In the centuries since then, Christians have developed secular ways — think: Easter Bunny and Easter eggs — for celebrating this religious holiday. For many people in — and from — the town where I grew up, the secular way of celebrating Easter means one thing: Handmade chocolate eggs from Piper’s that are filled with homemade candies.

PipersWith its distinctive red-and-white-striped awning, Piper’s has been on the northeast corner of the town square in Chariton, Iowa, for more than 100 years. The candy, which has been made at the store since 1947, has been shipped around the world.

Ironically, I don’t remember eating much candy from Piper’s when I was growing up in Chariton. But I well remember Bob Piper, the second generation of his family to run the business. Before his death in 1987, I stopped at Piper’s many times on my lunch break as a Chariton High School student and ordered what was essentially a deli sandwich even if I didn’t know to call it that back then. Mr. Piper was a nice man who always had stories to tell while he worked behind the meat counter, making sandwiches that he wrapped in butcher paper and tied with string.

Several years later, I bought and shipped the chocolate eggs from Piper’s for a few years to my then-in-laws.
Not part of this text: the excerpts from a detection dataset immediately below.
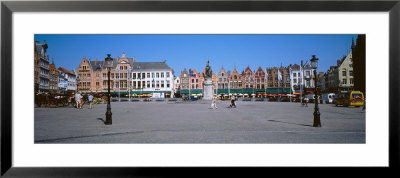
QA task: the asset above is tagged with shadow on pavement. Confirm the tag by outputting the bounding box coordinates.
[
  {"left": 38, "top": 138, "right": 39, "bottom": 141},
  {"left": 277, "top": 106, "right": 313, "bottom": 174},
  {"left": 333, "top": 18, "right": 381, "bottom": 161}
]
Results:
[{"left": 268, "top": 120, "right": 312, "bottom": 127}]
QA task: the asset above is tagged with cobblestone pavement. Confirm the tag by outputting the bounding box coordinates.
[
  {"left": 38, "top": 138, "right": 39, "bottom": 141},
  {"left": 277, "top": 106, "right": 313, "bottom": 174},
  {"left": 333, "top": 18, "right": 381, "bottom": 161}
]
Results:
[{"left": 34, "top": 101, "right": 366, "bottom": 143}]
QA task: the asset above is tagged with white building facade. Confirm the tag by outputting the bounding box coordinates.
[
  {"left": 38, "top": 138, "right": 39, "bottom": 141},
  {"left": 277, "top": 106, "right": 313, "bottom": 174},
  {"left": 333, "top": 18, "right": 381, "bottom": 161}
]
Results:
[{"left": 131, "top": 61, "right": 174, "bottom": 98}]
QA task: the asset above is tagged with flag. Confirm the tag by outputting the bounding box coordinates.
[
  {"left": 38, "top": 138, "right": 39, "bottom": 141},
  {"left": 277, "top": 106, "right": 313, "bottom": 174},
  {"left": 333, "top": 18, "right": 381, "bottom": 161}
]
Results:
[{"left": 278, "top": 69, "right": 282, "bottom": 82}]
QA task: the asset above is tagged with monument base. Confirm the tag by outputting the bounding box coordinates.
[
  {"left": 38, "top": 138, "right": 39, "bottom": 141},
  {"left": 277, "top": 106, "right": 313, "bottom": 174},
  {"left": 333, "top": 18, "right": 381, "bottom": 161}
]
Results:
[{"left": 203, "top": 80, "right": 214, "bottom": 100}]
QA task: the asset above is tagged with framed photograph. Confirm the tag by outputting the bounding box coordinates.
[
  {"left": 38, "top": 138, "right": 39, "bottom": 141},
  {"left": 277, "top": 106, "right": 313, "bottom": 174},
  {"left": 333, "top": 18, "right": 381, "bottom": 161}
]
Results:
[{"left": 1, "top": 1, "right": 400, "bottom": 177}]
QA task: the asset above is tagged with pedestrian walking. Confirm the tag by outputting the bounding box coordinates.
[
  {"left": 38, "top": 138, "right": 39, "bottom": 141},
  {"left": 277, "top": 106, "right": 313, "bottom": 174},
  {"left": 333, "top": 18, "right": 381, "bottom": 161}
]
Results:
[
  {"left": 304, "top": 97, "right": 310, "bottom": 107},
  {"left": 361, "top": 98, "right": 365, "bottom": 112},
  {"left": 75, "top": 92, "right": 82, "bottom": 109},
  {"left": 230, "top": 95, "right": 236, "bottom": 108},
  {"left": 88, "top": 94, "right": 93, "bottom": 109},
  {"left": 211, "top": 96, "right": 218, "bottom": 109}
]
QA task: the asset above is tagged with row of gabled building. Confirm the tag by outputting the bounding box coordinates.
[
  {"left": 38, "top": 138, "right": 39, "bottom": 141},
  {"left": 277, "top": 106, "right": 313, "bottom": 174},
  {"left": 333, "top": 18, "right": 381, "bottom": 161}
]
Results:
[
  {"left": 34, "top": 41, "right": 77, "bottom": 94},
  {"left": 179, "top": 35, "right": 365, "bottom": 97},
  {"left": 34, "top": 35, "right": 365, "bottom": 97},
  {"left": 179, "top": 61, "right": 314, "bottom": 97}
]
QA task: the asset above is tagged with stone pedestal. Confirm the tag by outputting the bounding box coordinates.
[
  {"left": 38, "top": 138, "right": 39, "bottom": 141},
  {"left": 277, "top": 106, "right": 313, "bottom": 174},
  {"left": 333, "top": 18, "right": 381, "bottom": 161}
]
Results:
[{"left": 203, "top": 79, "right": 214, "bottom": 100}]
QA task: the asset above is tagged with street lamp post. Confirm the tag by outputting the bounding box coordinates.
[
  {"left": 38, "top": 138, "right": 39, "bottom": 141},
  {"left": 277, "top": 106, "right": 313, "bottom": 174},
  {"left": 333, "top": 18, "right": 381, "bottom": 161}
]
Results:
[
  {"left": 104, "top": 54, "right": 113, "bottom": 125},
  {"left": 310, "top": 55, "right": 321, "bottom": 127}
]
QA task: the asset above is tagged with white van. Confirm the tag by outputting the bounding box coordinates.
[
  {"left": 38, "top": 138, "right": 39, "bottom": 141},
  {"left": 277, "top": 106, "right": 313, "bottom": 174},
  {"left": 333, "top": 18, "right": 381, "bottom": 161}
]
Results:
[{"left": 322, "top": 93, "right": 335, "bottom": 104}]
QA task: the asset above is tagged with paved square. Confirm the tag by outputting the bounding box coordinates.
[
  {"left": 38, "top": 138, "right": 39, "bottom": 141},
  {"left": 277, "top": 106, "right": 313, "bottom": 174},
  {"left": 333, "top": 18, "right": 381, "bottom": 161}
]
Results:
[{"left": 34, "top": 101, "right": 366, "bottom": 143}]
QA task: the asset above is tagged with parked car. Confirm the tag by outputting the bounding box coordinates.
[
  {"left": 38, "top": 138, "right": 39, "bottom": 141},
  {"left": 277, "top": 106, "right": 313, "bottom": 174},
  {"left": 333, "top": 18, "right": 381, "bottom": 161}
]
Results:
[
  {"left": 322, "top": 93, "right": 335, "bottom": 104},
  {"left": 335, "top": 91, "right": 364, "bottom": 107}
]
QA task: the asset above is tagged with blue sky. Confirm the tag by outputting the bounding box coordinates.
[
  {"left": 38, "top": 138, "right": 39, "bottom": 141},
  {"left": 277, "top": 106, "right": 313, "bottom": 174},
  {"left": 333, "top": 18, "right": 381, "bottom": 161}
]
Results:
[{"left": 35, "top": 34, "right": 357, "bottom": 76}]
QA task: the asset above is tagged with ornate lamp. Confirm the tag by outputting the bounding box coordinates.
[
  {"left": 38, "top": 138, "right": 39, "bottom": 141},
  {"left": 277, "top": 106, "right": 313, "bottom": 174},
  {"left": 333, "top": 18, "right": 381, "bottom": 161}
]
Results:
[
  {"left": 310, "top": 55, "right": 321, "bottom": 127},
  {"left": 104, "top": 54, "right": 113, "bottom": 125}
]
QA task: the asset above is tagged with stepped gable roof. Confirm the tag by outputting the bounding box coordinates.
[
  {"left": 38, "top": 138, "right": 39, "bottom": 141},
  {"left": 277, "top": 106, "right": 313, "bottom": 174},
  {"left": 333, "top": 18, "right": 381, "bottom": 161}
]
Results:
[
  {"left": 132, "top": 62, "right": 171, "bottom": 70},
  {"left": 89, "top": 61, "right": 104, "bottom": 71},
  {"left": 58, "top": 67, "right": 75, "bottom": 75}
]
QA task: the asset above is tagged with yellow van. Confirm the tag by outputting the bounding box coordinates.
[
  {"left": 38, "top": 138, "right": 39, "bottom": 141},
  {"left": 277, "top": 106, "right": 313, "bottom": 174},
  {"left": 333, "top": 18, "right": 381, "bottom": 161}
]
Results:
[{"left": 336, "top": 91, "right": 364, "bottom": 107}]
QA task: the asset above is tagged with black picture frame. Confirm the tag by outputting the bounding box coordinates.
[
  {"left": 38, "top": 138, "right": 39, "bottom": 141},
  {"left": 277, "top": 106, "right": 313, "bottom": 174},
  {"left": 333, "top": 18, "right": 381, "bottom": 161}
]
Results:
[{"left": 1, "top": 0, "right": 400, "bottom": 177}]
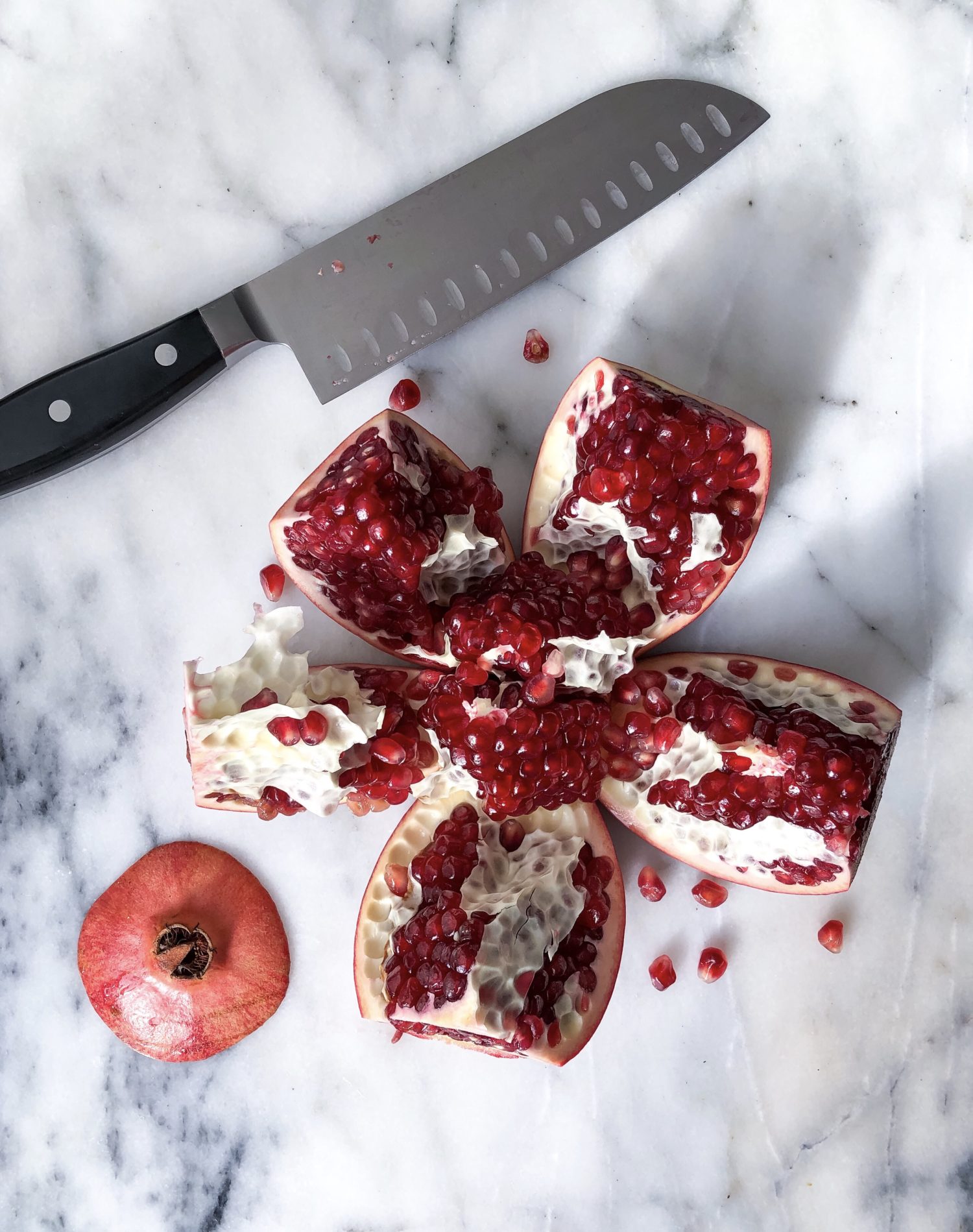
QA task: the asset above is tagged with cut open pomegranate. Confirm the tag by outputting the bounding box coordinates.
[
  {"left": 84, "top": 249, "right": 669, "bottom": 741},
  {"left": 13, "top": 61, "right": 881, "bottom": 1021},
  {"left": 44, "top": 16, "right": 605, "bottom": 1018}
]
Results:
[
  {"left": 523, "top": 359, "right": 770, "bottom": 646},
  {"left": 601, "top": 653, "right": 902, "bottom": 895},
  {"left": 270, "top": 410, "right": 512, "bottom": 664},
  {"left": 355, "top": 792, "right": 625, "bottom": 1066},
  {"left": 78, "top": 843, "right": 291, "bottom": 1061}
]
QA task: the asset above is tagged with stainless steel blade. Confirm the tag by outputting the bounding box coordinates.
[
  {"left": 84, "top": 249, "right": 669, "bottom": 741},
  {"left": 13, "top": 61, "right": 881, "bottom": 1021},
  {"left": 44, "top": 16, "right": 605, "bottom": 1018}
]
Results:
[{"left": 229, "top": 80, "right": 767, "bottom": 402}]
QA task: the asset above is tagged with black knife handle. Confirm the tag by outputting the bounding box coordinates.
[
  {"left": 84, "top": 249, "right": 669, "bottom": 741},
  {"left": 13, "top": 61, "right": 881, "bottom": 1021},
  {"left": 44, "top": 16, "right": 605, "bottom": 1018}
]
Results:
[{"left": 0, "top": 311, "right": 226, "bottom": 496}]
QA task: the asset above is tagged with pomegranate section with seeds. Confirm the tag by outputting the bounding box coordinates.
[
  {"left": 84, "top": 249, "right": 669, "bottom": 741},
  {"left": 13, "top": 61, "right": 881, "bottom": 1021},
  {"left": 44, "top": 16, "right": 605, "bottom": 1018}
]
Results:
[
  {"left": 355, "top": 792, "right": 625, "bottom": 1065},
  {"left": 523, "top": 359, "right": 771, "bottom": 642},
  {"left": 600, "top": 653, "right": 902, "bottom": 893},
  {"left": 78, "top": 843, "right": 291, "bottom": 1061},
  {"left": 270, "top": 410, "right": 512, "bottom": 662},
  {"left": 818, "top": 921, "right": 845, "bottom": 954},
  {"left": 184, "top": 607, "right": 442, "bottom": 819},
  {"left": 523, "top": 329, "right": 551, "bottom": 363}
]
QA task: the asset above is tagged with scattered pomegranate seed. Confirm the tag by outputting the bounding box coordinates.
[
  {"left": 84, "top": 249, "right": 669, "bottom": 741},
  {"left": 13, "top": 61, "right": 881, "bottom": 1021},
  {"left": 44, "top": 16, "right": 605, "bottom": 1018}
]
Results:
[
  {"left": 267, "top": 714, "right": 300, "bottom": 744},
  {"left": 260, "top": 564, "right": 286, "bottom": 604},
  {"left": 649, "top": 954, "right": 676, "bottom": 993},
  {"left": 300, "top": 710, "right": 328, "bottom": 744},
  {"left": 692, "top": 877, "right": 727, "bottom": 907},
  {"left": 696, "top": 945, "right": 727, "bottom": 984},
  {"left": 818, "top": 921, "right": 845, "bottom": 954},
  {"left": 523, "top": 329, "right": 551, "bottom": 363},
  {"left": 384, "top": 864, "right": 409, "bottom": 898},
  {"left": 638, "top": 864, "right": 665, "bottom": 903},
  {"left": 388, "top": 377, "right": 422, "bottom": 410}
]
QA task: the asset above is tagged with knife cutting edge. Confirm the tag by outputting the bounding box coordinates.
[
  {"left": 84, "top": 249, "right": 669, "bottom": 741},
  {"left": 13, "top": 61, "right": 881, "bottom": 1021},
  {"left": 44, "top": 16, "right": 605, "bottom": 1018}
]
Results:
[{"left": 0, "top": 80, "right": 769, "bottom": 495}]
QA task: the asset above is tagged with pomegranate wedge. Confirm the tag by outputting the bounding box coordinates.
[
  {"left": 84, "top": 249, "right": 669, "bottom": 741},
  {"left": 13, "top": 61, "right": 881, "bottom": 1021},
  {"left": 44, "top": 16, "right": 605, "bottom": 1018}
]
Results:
[
  {"left": 270, "top": 410, "right": 512, "bottom": 665},
  {"left": 600, "top": 654, "right": 902, "bottom": 895},
  {"left": 355, "top": 792, "right": 625, "bottom": 1066},
  {"left": 182, "top": 607, "right": 456, "bottom": 818},
  {"left": 523, "top": 359, "right": 771, "bottom": 649}
]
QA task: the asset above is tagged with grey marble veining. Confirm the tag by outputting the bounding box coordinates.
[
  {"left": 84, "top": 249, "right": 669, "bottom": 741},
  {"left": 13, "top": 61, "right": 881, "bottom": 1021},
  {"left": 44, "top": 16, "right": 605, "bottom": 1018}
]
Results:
[{"left": 0, "top": 0, "right": 973, "bottom": 1232}]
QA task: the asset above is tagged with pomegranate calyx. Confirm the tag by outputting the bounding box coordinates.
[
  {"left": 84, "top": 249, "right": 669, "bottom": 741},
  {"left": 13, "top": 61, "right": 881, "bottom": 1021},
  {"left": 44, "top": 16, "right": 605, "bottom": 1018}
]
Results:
[{"left": 152, "top": 924, "right": 215, "bottom": 980}]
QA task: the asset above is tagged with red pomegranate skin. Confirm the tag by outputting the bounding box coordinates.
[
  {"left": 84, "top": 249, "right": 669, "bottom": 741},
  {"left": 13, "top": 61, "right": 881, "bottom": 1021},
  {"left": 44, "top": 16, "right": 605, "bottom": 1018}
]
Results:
[{"left": 78, "top": 841, "right": 291, "bottom": 1061}]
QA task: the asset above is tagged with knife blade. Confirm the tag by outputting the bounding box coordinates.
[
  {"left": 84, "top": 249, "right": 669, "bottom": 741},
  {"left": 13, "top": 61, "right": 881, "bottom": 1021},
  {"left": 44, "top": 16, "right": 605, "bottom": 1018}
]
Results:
[{"left": 0, "top": 79, "right": 769, "bottom": 495}]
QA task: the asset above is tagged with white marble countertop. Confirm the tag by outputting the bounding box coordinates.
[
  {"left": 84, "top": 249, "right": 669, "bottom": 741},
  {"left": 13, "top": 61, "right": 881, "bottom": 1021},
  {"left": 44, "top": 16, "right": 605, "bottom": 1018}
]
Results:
[{"left": 0, "top": 0, "right": 973, "bottom": 1232}]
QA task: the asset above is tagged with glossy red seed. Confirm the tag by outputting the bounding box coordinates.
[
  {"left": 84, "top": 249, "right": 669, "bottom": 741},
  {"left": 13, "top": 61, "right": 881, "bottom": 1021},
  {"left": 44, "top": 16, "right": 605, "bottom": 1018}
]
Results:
[
  {"left": 818, "top": 921, "right": 845, "bottom": 954},
  {"left": 300, "top": 710, "right": 328, "bottom": 744},
  {"left": 649, "top": 954, "right": 676, "bottom": 993},
  {"left": 388, "top": 377, "right": 422, "bottom": 410},
  {"left": 638, "top": 864, "right": 665, "bottom": 903},
  {"left": 260, "top": 564, "right": 287, "bottom": 604},
  {"left": 692, "top": 877, "right": 727, "bottom": 907},
  {"left": 696, "top": 946, "right": 727, "bottom": 984},
  {"left": 267, "top": 714, "right": 300, "bottom": 744},
  {"left": 384, "top": 864, "right": 409, "bottom": 898},
  {"left": 523, "top": 329, "right": 551, "bottom": 363}
]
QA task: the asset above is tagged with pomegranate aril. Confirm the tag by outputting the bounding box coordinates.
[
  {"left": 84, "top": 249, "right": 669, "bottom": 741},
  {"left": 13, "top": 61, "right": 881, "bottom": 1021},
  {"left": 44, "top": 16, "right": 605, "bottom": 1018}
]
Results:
[
  {"left": 388, "top": 377, "right": 422, "bottom": 410},
  {"left": 692, "top": 877, "right": 727, "bottom": 907},
  {"left": 638, "top": 864, "right": 665, "bottom": 903},
  {"left": 818, "top": 921, "right": 845, "bottom": 954},
  {"left": 696, "top": 946, "right": 727, "bottom": 984},
  {"left": 260, "top": 564, "right": 287, "bottom": 604},
  {"left": 649, "top": 954, "right": 676, "bottom": 993}
]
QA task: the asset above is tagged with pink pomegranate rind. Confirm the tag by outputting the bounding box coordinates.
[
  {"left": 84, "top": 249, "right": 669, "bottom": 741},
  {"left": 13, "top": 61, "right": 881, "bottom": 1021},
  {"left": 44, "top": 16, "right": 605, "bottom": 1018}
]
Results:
[
  {"left": 600, "top": 653, "right": 902, "bottom": 895},
  {"left": 78, "top": 843, "right": 291, "bottom": 1061},
  {"left": 523, "top": 359, "right": 771, "bottom": 644},
  {"left": 270, "top": 410, "right": 514, "bottom": 663},
  {"left": 355, "top": 792, "right": 625, "bottom": 1066}
]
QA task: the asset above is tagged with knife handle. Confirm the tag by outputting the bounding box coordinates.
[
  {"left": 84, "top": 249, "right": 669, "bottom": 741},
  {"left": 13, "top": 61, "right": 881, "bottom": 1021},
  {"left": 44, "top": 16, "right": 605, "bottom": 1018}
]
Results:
[{"left": 0, "top": 311, "right": 226, "bottom": 496}]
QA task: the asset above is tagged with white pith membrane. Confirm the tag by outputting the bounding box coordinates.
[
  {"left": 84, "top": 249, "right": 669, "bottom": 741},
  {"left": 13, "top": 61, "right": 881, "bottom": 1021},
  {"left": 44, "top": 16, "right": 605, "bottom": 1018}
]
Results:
[
  {"left": 601, "top": 654, "right": 900, "bottom": 893},
  {"left": 271, "top": 411, "right": 506, "bottom": 668},
  {"left": 185, "top": 607, "right": 446, "bottom": 817},
  {"left": 356, "top": 792, "right": 613, "bottom": 1051},
  {"left": 525, "top": 360, "right": 763, "bottom": 655}
]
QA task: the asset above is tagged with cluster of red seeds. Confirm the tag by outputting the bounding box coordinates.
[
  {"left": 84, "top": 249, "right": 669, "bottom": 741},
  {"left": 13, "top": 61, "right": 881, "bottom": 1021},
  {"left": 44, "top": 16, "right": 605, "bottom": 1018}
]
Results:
[
  {"left": 286, "top": 419, "right": 503, "bottom": 653},
  {"left": 419, "top": 673, "right": 608, "bottom": 818},
  {"left": 330, "top": 668, "right": 441, "bottom": 814},
  {"left": 383, "top": 804, "right": 614, "bottom": 1052},
  {"left": 444, "top": 549, "right": 640, "bottom": 696},
  {"left": 553, "top": 373, "right": 760, "bottom": 615},
  {"left": 384, "top": 804, "right": 492, "bottom": 1019}
]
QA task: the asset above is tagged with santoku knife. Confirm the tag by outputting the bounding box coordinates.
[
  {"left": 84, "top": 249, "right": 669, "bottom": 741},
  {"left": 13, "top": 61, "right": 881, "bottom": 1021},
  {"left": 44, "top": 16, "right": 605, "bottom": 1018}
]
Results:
[{"left": 0, "top": 80, "right": 767, "bottom": 495}]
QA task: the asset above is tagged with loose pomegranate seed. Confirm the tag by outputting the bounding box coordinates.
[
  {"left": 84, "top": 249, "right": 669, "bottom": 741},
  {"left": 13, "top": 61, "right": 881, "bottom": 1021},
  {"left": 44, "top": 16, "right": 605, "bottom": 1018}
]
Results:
[
  {"left": 300, "top": 710, "right": 328, "bottom": 744},
  {"left": 267, "top": 714, "right": 300, "bottom": 744},
  {"left": 523, "top": 329, "right": 551, "bottom": 363},
  {"left": 638, "top": 864, "right": 665, "bottom": 903},
  {"left": 649, "top": 954, "right": 676, "bottom": 993},
  {"left": 240, "top": 689, "right": 277, "bottom": 714},
  {"left": 388, "top": 377, "right": 422, "bottom": 410},
  {"left": 818, "top": 921, "right": 845, "bottom": 954},
  {"left": 260, "top": 564, "right": 286, "bottom": 604},
  {"left": 696, "top": 946, "right": 727, "bottom": 984},
  {"left": 692, "top": 877, "right": 727, "bottom": 907},
  {"left": 384, "top": 864, "right": 409, "bottom": 898}
]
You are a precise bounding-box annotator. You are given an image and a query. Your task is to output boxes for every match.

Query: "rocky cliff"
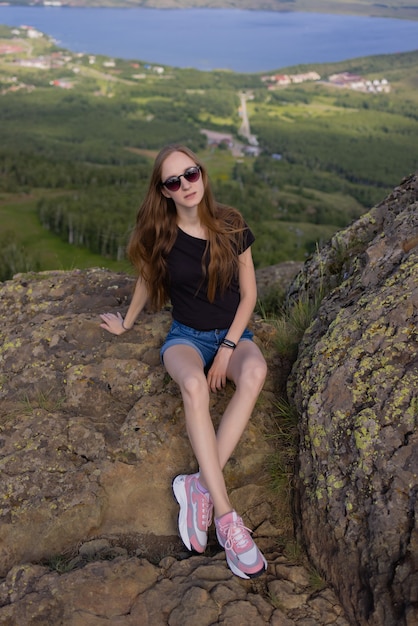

By then, Jim and Anne Kerns owned the Chariton business. I’d call, visit with Anne and place my order. She would ship it, send me an invoice and then I’d send her a check. Talk about the benefits of being a hometown boy from a small town in southern Iowa.

Today, Jill Kerns is the second second-generation owner of the business that has been owned by only two families over the past 112 years. Jill was a few years ahead of me in school, but we’ve become at least casual friends via Facebook. She has become the kind of business owner every town like Chariton needs. The work she has done to the Piper’s building is a labor of love that perhaps only someone from Chariton would undertake.

Now that I live with three chocolate lovers, I was more than willing to look for Piper’s online and place an order this Easter for a two-pound egg, which I paid for with a credit card. It arrived earlier in the week and didn’t even make it to Good Friday, let alone Easter Sunday.

The egg was so well received in my new family that the odds are pretty good I’ll be buying more of them in the years to come, creating a story I think Bob Piper would have liked.